Patients who have had multiple operations on the hip are at higher risk of recurrent dislocation.
Revision hip replacement surgery involves an inpatient stay of 7-10 days. The surgery is complicated, technically demanding and whilst the risks are the same as for primary THR, the rate of complication is much higher. It should be undertaken by surgeons who have an interest in and are specialised in revision hip surgery.
Revision hip replacements are usually performed under a combined (spinal and general) anaesthetic. The old hip replacement is removed with great care in order to protect the surrounding bone. If the original implant was cemented, the cement is generally removed as well. Often there has been significant bone loss as a result of aseptic loosening; a bone graft or additional prosthetic implants may be necessary to allow the revision hip replacement to be properly aligned, orientated and stable.
At the end of the operation a drain is usually inserted into the hip joint to draw off excess blood. A dressing is applied to the wound.

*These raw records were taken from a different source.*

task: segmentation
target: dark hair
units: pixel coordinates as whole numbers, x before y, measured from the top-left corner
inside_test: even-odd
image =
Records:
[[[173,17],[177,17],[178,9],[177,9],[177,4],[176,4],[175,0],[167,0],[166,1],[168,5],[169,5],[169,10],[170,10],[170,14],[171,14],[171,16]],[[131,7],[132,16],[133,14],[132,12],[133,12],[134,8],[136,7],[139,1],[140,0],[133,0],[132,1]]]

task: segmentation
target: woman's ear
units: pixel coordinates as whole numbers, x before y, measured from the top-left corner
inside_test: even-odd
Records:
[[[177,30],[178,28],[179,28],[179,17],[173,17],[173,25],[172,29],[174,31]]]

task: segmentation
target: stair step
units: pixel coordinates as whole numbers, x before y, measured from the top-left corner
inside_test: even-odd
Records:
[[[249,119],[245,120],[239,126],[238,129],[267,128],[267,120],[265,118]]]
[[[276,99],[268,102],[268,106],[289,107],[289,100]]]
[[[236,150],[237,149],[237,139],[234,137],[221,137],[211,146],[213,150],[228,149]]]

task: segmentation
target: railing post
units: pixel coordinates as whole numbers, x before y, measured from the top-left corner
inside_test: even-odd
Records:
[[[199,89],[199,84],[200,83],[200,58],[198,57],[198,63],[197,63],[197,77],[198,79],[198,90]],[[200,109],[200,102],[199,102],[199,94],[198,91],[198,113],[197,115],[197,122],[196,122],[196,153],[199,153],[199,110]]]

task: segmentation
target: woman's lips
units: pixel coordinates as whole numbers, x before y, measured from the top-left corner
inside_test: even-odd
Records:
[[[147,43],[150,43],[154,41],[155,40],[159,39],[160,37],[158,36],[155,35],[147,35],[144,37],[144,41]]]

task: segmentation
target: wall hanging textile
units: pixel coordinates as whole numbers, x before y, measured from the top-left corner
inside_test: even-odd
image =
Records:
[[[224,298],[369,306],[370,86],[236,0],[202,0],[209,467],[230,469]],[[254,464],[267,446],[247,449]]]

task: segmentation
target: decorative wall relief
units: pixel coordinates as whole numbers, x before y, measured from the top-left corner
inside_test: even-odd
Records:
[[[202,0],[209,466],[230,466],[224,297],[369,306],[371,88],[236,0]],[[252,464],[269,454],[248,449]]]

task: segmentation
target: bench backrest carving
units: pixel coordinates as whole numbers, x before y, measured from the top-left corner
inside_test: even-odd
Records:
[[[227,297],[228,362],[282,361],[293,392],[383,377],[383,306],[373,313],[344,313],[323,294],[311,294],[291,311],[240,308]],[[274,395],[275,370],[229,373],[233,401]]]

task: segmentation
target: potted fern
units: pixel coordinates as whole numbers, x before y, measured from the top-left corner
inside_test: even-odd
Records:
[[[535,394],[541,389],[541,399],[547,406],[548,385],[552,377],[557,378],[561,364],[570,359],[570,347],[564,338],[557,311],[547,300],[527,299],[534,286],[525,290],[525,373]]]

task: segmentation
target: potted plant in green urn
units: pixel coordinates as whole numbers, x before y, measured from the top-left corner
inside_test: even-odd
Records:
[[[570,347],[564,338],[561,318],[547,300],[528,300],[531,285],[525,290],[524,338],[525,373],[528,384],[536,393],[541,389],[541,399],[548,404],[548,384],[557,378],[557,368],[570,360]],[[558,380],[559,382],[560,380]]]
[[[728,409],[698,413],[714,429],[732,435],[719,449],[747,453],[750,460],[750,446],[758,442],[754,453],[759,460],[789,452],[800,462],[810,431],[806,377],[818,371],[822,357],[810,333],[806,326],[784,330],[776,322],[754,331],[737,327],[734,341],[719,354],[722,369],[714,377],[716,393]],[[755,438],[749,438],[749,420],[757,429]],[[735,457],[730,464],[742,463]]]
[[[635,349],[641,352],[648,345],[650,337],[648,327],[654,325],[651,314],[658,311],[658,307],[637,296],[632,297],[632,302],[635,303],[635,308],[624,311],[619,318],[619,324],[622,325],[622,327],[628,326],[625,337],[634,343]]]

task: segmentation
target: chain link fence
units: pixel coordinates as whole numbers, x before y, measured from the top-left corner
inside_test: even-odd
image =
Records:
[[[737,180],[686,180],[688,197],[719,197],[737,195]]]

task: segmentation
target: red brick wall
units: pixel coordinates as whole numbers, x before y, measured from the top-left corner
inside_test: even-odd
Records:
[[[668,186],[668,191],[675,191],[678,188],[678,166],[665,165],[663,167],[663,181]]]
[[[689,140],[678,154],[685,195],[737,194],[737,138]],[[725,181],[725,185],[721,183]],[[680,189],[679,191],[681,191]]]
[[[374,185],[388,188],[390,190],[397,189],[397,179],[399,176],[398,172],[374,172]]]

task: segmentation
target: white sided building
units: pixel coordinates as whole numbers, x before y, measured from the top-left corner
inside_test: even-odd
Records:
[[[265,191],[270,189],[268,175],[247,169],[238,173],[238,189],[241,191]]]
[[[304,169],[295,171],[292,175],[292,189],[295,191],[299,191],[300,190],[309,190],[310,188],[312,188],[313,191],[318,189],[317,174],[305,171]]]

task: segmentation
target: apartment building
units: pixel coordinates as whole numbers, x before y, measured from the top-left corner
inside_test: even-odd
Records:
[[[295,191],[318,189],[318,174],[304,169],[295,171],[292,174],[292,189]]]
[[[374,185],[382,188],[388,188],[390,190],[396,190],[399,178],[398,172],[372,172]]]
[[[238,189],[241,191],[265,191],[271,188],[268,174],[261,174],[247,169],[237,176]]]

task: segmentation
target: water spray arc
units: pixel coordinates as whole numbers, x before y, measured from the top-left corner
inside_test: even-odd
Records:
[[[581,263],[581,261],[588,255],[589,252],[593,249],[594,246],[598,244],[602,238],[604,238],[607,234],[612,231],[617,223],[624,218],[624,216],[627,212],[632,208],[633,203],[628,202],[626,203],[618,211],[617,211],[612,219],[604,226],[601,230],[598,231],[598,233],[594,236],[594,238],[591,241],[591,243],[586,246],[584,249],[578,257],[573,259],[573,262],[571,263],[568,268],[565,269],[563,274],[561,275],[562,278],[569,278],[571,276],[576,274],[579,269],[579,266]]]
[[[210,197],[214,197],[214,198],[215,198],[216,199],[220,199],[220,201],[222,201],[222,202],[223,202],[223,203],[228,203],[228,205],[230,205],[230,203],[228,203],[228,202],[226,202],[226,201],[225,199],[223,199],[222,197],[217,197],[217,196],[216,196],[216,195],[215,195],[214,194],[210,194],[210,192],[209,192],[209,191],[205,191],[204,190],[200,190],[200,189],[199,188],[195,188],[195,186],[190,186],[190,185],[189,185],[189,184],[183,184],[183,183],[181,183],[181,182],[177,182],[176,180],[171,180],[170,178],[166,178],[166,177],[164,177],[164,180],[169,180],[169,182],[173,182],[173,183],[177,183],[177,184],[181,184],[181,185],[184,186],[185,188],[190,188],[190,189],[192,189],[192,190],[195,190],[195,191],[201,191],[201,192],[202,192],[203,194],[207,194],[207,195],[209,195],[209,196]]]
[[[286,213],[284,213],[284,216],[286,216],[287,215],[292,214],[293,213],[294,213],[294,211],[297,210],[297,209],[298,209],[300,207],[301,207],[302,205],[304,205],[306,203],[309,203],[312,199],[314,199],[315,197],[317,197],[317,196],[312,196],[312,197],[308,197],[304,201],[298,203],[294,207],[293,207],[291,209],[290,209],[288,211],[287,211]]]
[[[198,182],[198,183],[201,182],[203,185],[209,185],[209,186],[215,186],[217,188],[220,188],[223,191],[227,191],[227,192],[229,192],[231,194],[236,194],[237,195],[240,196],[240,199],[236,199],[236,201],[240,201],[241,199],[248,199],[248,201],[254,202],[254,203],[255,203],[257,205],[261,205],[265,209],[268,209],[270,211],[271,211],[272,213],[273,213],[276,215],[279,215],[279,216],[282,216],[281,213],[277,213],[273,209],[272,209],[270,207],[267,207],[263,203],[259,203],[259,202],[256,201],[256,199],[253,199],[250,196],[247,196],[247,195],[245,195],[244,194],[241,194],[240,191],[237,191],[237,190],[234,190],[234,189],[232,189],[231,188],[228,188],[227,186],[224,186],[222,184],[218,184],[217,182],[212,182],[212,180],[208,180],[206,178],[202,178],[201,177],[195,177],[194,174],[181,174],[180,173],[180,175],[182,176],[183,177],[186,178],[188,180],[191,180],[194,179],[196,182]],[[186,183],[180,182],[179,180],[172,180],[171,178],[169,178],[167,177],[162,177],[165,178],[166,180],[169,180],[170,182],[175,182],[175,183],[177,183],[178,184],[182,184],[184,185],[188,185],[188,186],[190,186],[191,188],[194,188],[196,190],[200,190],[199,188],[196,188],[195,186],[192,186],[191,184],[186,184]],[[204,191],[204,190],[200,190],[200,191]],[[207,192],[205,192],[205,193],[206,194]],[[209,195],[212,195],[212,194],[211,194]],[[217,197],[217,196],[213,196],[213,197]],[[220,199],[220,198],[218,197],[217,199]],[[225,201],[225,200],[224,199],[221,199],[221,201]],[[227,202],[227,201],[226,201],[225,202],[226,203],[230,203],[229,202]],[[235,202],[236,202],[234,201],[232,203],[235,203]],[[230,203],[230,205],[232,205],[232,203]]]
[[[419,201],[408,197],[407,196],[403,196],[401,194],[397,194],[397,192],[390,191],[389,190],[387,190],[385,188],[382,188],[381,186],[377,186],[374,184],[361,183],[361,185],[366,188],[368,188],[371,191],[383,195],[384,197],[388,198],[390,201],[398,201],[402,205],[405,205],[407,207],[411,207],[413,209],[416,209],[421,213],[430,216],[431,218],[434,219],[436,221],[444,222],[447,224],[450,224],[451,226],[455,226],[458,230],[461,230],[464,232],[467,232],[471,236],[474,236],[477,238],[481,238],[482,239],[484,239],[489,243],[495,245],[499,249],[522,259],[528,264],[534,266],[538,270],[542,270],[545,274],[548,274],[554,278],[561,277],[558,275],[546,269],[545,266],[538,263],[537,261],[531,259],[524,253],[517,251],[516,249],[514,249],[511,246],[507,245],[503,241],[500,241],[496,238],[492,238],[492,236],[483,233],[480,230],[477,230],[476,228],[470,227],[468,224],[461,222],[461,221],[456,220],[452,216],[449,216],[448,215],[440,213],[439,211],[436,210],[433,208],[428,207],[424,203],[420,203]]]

Foot pumps, elastic stockings and occasionally an injection to thin the blood are used to lower the risk of blood clots forming in the legs.
No two revisions are the same; possible difficulties encountered are bone loss, instability causing dislocation, infection, fracture and stiffness. Highly specialised implants may be necessary and the results are not as good as for standard primary hip replacement. However, the majority of patients are very satisfied with the results of revision surgery and obtain very good relief of pain and return to function.
The postoperative recovery from revision hip surgery is similar to that of primary hip replacement. Occasionally a period of restricted weight bearing with the aid of crutches (usually 6-12 weeks) may be necessary. Physiotherapy is essential to assist patients in mobilising after the operation.